Uma nova fase do impasse surgiu em 2012, quando o Exército se opôs à chegada do Programa Luz para Todos a algumas comunidades que não concordaram com os termos de regularização fundiária propostos inicialmente pelos militares. O MPF/AM discordou do entendimento do Exército de condicionar a permissão para instalação de serviço essencial como o fornecimento de energia elétrica à regularização fundiária das terras e ajuizou a ação civil pública.

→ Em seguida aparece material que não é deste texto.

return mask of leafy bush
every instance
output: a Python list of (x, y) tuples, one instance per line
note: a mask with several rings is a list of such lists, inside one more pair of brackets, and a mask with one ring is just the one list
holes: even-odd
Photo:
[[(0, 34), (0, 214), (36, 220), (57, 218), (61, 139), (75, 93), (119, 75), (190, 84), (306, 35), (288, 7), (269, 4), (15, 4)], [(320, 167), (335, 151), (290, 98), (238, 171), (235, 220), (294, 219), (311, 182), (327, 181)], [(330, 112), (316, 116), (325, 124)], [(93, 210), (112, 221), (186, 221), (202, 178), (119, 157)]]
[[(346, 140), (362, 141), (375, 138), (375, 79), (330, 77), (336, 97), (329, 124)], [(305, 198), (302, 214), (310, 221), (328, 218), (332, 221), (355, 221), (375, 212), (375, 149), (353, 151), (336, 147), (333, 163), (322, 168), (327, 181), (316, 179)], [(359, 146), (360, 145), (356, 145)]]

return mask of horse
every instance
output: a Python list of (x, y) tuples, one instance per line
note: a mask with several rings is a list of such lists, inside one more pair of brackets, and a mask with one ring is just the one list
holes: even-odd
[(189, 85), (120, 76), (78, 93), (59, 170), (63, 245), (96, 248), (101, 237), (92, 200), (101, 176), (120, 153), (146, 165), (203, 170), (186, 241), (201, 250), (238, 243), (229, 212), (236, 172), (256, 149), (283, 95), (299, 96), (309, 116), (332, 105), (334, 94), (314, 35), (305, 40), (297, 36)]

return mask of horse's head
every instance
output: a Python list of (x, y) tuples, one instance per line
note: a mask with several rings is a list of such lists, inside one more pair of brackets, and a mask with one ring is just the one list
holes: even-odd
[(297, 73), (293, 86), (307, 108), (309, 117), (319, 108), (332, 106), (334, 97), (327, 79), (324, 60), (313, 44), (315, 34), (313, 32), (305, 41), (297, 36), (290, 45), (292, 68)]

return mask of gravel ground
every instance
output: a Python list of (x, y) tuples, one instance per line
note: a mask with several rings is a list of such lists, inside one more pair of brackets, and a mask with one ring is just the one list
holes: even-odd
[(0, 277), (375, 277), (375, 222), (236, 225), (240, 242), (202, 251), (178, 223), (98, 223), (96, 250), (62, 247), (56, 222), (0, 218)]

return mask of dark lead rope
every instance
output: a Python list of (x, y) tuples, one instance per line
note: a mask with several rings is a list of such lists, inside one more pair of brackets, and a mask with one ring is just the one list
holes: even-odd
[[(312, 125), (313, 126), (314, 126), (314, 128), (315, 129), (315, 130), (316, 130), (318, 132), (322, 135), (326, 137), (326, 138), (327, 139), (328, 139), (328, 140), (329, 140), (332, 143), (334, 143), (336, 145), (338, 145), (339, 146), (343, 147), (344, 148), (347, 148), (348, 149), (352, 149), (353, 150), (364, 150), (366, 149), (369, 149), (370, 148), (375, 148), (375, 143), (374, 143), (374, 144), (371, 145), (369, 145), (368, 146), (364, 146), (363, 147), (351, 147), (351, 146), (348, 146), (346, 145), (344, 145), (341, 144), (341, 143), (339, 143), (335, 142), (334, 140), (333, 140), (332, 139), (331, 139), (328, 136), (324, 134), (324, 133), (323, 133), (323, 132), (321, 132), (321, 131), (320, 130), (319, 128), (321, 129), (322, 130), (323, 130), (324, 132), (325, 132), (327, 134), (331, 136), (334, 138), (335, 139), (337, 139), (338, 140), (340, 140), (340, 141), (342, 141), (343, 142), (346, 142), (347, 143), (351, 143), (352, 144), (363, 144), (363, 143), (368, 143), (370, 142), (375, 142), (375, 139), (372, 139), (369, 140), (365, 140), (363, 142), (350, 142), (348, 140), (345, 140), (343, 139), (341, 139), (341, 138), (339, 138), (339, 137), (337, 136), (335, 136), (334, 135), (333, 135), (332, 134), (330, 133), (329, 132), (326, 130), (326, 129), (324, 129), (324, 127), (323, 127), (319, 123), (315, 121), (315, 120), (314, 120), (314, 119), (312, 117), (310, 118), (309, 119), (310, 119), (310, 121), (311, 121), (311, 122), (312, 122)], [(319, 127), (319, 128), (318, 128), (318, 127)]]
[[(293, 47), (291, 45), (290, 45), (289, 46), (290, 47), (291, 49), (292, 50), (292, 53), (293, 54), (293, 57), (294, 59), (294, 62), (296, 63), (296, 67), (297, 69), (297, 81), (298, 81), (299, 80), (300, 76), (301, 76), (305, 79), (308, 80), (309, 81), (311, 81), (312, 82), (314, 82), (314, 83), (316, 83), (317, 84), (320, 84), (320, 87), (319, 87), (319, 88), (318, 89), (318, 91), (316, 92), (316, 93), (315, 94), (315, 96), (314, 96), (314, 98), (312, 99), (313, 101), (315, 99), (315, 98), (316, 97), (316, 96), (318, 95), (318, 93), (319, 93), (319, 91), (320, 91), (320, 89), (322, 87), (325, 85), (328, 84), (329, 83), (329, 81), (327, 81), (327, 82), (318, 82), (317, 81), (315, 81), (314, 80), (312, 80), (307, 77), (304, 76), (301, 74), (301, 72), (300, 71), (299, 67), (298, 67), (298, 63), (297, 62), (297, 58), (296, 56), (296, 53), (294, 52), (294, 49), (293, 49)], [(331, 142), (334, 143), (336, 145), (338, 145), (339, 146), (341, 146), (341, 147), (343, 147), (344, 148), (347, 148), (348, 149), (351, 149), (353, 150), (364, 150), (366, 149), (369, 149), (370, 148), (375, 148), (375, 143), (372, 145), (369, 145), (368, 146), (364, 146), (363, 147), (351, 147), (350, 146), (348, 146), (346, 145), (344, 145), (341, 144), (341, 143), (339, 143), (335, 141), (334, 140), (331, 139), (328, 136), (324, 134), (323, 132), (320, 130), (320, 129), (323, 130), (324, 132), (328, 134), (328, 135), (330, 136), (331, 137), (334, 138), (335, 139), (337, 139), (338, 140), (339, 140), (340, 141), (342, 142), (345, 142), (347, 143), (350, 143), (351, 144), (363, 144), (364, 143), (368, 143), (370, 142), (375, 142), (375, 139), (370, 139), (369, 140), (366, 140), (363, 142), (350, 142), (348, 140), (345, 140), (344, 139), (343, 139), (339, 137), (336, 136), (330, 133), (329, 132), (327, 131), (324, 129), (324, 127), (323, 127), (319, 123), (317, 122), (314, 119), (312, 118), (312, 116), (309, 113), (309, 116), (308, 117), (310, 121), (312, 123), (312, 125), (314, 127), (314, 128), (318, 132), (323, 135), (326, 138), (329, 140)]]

A partir do início da ação na Justiça, novas rodadas de diálogo foram propostas pelo MPF, com reuniões para discutir ponto a ponto os impasses existentes na convivência entre comunitários e Exército, inclusive com audiência pública realizada pelo Senado Federal.

Na comunidade São Francisco do Mainã, os diálogos propostos pelo MPF resultaram na assinatura do título de Concessão de Direito Real de Uso (CDRU), entregue em agosto do ano passado. O documento, construído coletivamente pelas partes, legalizou a ocupação e uso de 400 hectares de terra da União, sob o domínio do Exército, onde 45 famílias de ribeirinhos vivem há mais de cem anos. As outras duas comunidades mencionadas na sentença – Santa Luzia do Tiririca e Jatuarana – ainda não conseguiram a titulação das terras.

Para o MPF/AM, o fornecimento de energia elétrica é serviço essencial e não pode ser condicionado à regularização fundiária das comunidades, já que as mesmas preenchem todos os requisitos necessários para a inclusão no programa federal.